How can you improve the quality of life with innovative light solutions? Philips Lighting/Heijmans, the University of Technology Eindhoven and the municipality of Eindhoven want to receive an answer to this question in the joint project Your Light at 040. In the next five years, five different experimental areas will be developed. These areas get connected to a smart light grid. This grid will function as a carrier for new services, which this new cooperation is going to develop. Three districts: Woenselse Heide-West, Gijzenrooi and the Writers Quarter. And also two busy roads: John F-Kennedylaan-Eisenhowerlaan and the Beltway are added to these test gardens.
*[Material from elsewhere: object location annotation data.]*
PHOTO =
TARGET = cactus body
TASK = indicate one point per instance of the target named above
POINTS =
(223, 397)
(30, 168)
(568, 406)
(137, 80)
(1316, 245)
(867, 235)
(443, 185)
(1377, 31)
How exactly is the smart light grid going to improve the life of inhabitants and road users? That’s what the involved parties are going to investigate. “The first step towards that improvement has been made”, says Stijn Verkuilen, the innovation manager for Philips/Heijmans and closely involved in the project.

That first step he is alluding to has been made the past few months by TU/e Lighthouse, they have done research in Woenselse Heide to what is living in the neighbourhood. They had conversations with as many inhabitants, organisations and entrepreneurs as possible to draw a complete image of the desires and needs of the district residents. “Cases such as always feeling safe everywhere, also near dark parks and alleys, come up. People also indicate that there are many ‘islands’ in the neighbourhood, while they need interconnection. The facilities of the Nederlandplein are appreciated, here is a chance to create a nice meeting point in the district. The Autowijk – another place in the district – is an unpleasant place in the dark, entrepreneurs there would like to take the renovation in the first half of 2018 to test new smart lighting applications.”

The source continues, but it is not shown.